Tomm Murstad (2 July 1915 – 19 January 2001) was a Norwegian skier, coach and business man.

He was born in Fredrikstad as a son of physician Hjalmar Murstad (1883–1940) and Elisabeth Korneliussen (1887–1968). He grew up at Vinderen. He was married to Nathalia "Oja" Mustad, daughter of Hans Clarin Hovind Mustad and granddaughter of Hans Mustad, from 1941 to 1969, and then to Nena Gretta Godfrey from 1970.

Murstad began skiing as a youngster, with emphasis on alpine skiing and ski jumping. He eventually became an alpine skiing instructor in France, and spent summers at the Riviera where he held water skiing shows. In late 1934 he opened a skiing school in Marka, Oslo. During the following years he traveled between Norway, France and United States to stage shows, go on public relation tours and run the skiing school. In the United States he visited New York City, Boston and Chicago, where 100,000 people attended his indoor ski jumping hill shows.

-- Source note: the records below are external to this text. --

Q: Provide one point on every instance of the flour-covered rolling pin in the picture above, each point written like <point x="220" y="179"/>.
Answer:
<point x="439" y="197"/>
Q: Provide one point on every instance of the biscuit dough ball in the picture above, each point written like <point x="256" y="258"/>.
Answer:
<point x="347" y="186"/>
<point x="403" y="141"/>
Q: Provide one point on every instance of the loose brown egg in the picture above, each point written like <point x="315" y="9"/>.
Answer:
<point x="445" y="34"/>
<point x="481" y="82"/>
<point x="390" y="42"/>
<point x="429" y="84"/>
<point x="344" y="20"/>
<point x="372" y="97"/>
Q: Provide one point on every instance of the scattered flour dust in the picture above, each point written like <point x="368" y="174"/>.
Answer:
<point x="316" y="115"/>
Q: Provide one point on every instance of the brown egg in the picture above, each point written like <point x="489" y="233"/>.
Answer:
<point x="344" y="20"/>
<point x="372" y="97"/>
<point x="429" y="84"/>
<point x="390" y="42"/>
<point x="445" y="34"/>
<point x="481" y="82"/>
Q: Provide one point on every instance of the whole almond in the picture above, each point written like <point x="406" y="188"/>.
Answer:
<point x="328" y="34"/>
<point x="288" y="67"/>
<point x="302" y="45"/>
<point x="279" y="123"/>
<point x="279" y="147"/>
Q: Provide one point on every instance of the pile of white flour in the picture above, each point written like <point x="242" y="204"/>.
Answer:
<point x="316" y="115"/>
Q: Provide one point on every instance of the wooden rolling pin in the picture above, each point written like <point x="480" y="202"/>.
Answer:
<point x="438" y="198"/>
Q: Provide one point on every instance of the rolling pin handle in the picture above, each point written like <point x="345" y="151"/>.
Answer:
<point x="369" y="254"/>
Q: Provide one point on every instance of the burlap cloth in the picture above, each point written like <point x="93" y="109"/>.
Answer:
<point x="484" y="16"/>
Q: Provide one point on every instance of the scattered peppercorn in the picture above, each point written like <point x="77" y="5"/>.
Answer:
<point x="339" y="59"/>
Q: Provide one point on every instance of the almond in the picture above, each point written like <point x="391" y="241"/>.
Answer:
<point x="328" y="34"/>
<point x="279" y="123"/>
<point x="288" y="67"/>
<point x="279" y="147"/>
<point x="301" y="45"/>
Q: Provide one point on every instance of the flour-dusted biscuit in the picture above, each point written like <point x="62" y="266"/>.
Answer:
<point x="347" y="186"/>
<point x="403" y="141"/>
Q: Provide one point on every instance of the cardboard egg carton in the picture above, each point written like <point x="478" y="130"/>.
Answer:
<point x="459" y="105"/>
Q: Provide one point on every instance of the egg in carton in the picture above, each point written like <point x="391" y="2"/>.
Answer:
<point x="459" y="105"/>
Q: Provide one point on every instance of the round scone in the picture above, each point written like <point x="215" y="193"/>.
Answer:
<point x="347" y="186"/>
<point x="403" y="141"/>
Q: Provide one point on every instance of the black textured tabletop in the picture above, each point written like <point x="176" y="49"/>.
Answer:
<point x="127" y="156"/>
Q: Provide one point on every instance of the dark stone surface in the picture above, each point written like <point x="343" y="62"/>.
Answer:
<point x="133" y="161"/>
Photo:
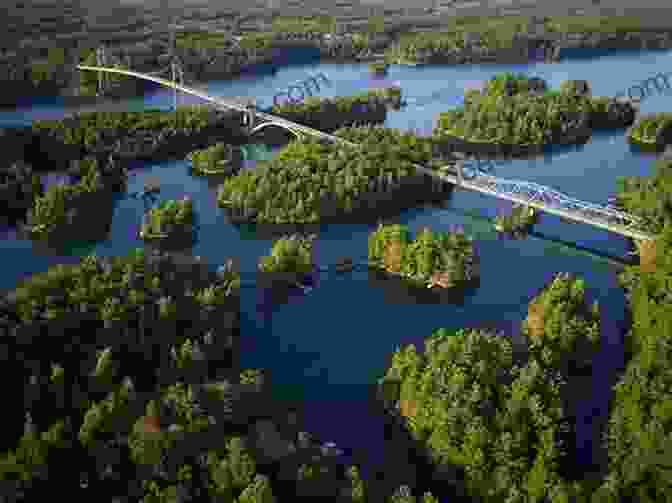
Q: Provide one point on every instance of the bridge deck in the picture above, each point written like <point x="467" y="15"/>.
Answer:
<point x="472" y="184"/>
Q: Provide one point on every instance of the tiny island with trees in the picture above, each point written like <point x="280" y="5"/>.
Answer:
<point x="218" y="159"/>
<point x="430" y="260"/>
<point x="516" y="114"/>
<point x="290" y="264"/>
<point x="170" y="220"/>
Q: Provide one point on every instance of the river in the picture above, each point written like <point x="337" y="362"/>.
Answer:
<point x="328" y="347"/>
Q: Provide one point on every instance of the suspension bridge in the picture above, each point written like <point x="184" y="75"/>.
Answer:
<point x="517" y="191"/>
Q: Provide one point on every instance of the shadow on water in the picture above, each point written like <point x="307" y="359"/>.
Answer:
<point x="82" y="233"/>
<point x="615" y="259"/>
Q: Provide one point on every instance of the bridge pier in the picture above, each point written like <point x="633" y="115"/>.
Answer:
<point x="249" y="118"/>
<point x="459" y="166"/>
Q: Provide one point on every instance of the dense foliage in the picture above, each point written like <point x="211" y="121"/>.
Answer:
<point x="431" y="258"/>
<point x="648" y="197"/>
<point x="474" y="409"/>
<point x="48" y="70"/>
<point x="51" y="210"/>
<point x="170" y="217"/>
<point x="405" y="144"/>
<point x="340" y="104"/>
<point x="638" y="439"/>
<point x="499" y="32"/>
<point x="519" y="110"/>
<point x="518" y="221"/>
<point x="593" y="24"/>
<point x="293" y="254"/>
<point x="378" y="67"/>
<point x="201" y="39"/>
<point x="560" y="324"/>
<point x="494" y="32"/>
<point x="152" y="427"/>
<point x="653" y="129"/>
<point x="318" y="24"/>
<point x="216" y="159"/>
<point x="89" y="80"/>
<point x="87" y="129"/>
<point x="508" y="84"/>
<point x="308" y="180"/>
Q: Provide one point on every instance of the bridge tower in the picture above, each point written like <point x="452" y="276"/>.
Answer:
<point x="177" y="76"/>
<point x="101" y="60"/>
<point x="459" y="166"/>
<point x="250" y="116"/>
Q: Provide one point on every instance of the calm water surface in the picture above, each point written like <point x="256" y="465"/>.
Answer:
<point x="327" y="347"/>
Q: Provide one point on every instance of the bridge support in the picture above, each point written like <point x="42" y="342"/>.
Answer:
<point x="249" y="118"/>
<point x="459" y="165"/>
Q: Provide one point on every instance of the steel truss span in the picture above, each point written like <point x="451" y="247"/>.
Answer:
<point x="519" y="190"/>
<point x="534" y="192"/>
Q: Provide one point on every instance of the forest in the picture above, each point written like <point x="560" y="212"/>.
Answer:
<point x="519" y="110"/>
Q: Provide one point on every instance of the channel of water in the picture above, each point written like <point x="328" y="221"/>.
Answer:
<point x="327" y="347"/>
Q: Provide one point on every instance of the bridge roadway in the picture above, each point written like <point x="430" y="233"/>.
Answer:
<point x="587" y="213"/>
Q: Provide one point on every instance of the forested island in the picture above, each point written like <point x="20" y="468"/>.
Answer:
<point x="127" y="374"/>
<point x="207" y="55"/>
<point x="430" y="260"/>
<point x="310" y="181"/>
<point x="516" y="114"/>
<point x="652" y="131"/>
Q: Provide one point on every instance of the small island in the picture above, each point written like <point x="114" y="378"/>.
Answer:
<point x="170" y="220"/>
<point x="562" y="329"/>
<point x="517" y="222"/>
<point x="517" y="115"/>
<point x="290" y="263"/>
<point x="431" y="260"/>
<point x="652" y="131"/>
<point x="218" y="159"/>
<point x="378" y="67"/>
<point x="67" y="207"/>
<point x="311" y="181"/>
<point x="329" y="114"/>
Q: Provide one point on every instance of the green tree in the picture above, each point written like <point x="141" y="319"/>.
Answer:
<point x="259" y="491"/>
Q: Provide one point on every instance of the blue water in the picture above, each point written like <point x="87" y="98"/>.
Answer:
<point x="329" y="346"/>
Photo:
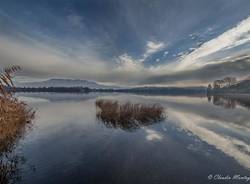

During World War II his skiing school was closed. After the war he opened ski schools for children near Tryvann in Norway. The children were brought there from downtown Oslo in a separate tram car, embarking from Majorstua station. Ahead of the 1952 Winter Olympics he was the coach of Norway's alpine skiing team. The team included Stein Eriksen, who later joined Murstad in summertime water skiing shows. Murstad also ran a sports clothing store. In 1960 he started an eponymous summer camp for youths, with emphasis on water sports and maritime safety. He used the moniker "Onkel Tomm", a direct translation of Uncle Tom.

In 1980 he was decorated with the HM The King's Medal of Merit in gold. He died in January 2001 in Oslo. His ventures are now run by Tomm Murstad Jr.